The consumer privacy paradox is turning into one of marketing’s biggest dilemmas. Consumers are increasingly worried about the safety of personal data and online privacy, yet very few are taking steps to mitigate risk. This puts marketers in a delicate position, tasked with delivering the personalization consumers say they want, while also providing the checks and balances they need to feel secure.
This is the contradiction at the heart of the data debate and an issue that’s not likely to be resolved quickly or easily. But there are some facts, courtesy of Forrester, marketers can keep in mind as they work to strike the right balance between consumer concerns and their own marketing imperatives. Here are a few.
New Techniques for a New Time
Today’s consumers are well versed in data rights and risks thanks to the implementation of new regulations (GDPR in Europe and the Consumer Privacy Act in California), potential federal legislation and numerous high-profile, highly publicized, data breaches within Facebook, Google and other behemoth companies. As a result, 71% of consumers worry about how brands collect, store, use and sell their personal data and nine out of 10 don’t trust tech companies with their digital privacy and data security, according to this survey by ExpressVPN.
Yet despite consumer awareness of data issues, an IBM survey showed most don’t take consequential action in response. Less than half (45%) updated privacy settings. Only 16% stopped doing business with an impacted company, and only 18% deleted a social media account. At the same time, consumers say they prize the conveniences, savings and other rewards they reap from sharing personal information.
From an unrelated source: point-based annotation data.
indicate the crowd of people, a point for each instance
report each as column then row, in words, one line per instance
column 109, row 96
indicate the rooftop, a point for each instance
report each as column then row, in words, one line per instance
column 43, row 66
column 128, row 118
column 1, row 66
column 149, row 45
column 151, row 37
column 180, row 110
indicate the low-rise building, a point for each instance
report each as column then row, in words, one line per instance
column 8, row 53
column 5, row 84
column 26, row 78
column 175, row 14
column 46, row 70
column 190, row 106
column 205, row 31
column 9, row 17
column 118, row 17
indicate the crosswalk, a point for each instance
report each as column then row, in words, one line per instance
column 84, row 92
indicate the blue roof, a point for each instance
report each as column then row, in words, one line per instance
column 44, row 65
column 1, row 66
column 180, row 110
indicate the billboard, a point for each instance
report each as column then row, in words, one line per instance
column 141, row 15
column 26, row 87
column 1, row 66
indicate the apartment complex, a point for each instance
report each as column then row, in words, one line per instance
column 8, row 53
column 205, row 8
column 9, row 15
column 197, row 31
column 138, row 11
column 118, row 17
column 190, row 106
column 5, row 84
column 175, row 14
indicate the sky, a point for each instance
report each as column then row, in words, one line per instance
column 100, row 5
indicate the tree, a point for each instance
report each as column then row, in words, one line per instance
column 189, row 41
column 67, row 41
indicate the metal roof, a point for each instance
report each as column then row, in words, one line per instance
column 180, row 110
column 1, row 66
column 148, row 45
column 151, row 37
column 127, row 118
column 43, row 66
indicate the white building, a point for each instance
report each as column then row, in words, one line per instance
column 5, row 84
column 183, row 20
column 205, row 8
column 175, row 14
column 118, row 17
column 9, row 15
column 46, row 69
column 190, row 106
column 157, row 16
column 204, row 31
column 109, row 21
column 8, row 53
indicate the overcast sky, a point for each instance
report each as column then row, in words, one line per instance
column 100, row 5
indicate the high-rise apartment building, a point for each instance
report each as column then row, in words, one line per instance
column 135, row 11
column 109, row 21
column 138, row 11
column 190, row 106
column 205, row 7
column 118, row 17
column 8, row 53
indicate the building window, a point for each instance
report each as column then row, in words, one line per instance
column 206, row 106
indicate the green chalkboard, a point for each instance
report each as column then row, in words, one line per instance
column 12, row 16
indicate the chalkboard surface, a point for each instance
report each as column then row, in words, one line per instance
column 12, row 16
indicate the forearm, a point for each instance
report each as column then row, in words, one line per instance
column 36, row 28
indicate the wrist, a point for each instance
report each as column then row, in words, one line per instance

Marketers face the conundrum of weighing privacy against convenience, but they are better-positioned than they think to address the concerns of their customers and also have a lasting influence on privacy in technology.
The Wrong Data Elicits the Wrong Reaction
According to Forrester, much of consumers’ distrust is due to an over-reliance on third-party data. The practice is rapidly being abandoned because the data it produces is problematic rather than helpful. For example, most third-party data is amassed from a host of unrelated and unreliable sources like credit scores, cookies and click trails. These not only become outdated quickly, they rarely have a direct relationship with the individual consumer, which ultimately hampers the quality and effectiveness of the ad campaigns the data is powering. Consumer preferences, budgets, household sizes and the like all evolve and change over time and credit scores fluctuate. As a result, third-party consumer data rapidly becomes useless.
The Benefits of Zero-Party Data
Forrester describes zero-party data as that which is shared intentionally and proactively with a brand. It can include purchase intentions, personal context and how the individual wants to be recognized. And unlike first-party data, which is collected during sales and is oriented around purchase histories, zero-party data is focused on intention, which gives marketers highly valuable information about what will interest the consumer in the future.
What’s most significant about zero-party data is that it allows brands to build direct relationships with consumers, and focus their marketing efforts, services, offers and product recommendations based on what the customer expects to do in the future, rather than on what has already occurred.
The privacy paradox is a big one to untangle and it will take action on many fronts to get to the happy medium between what’s effective for marketers and what’s acceptable to consumers. But zero-party data is a good first—and safe—step forward.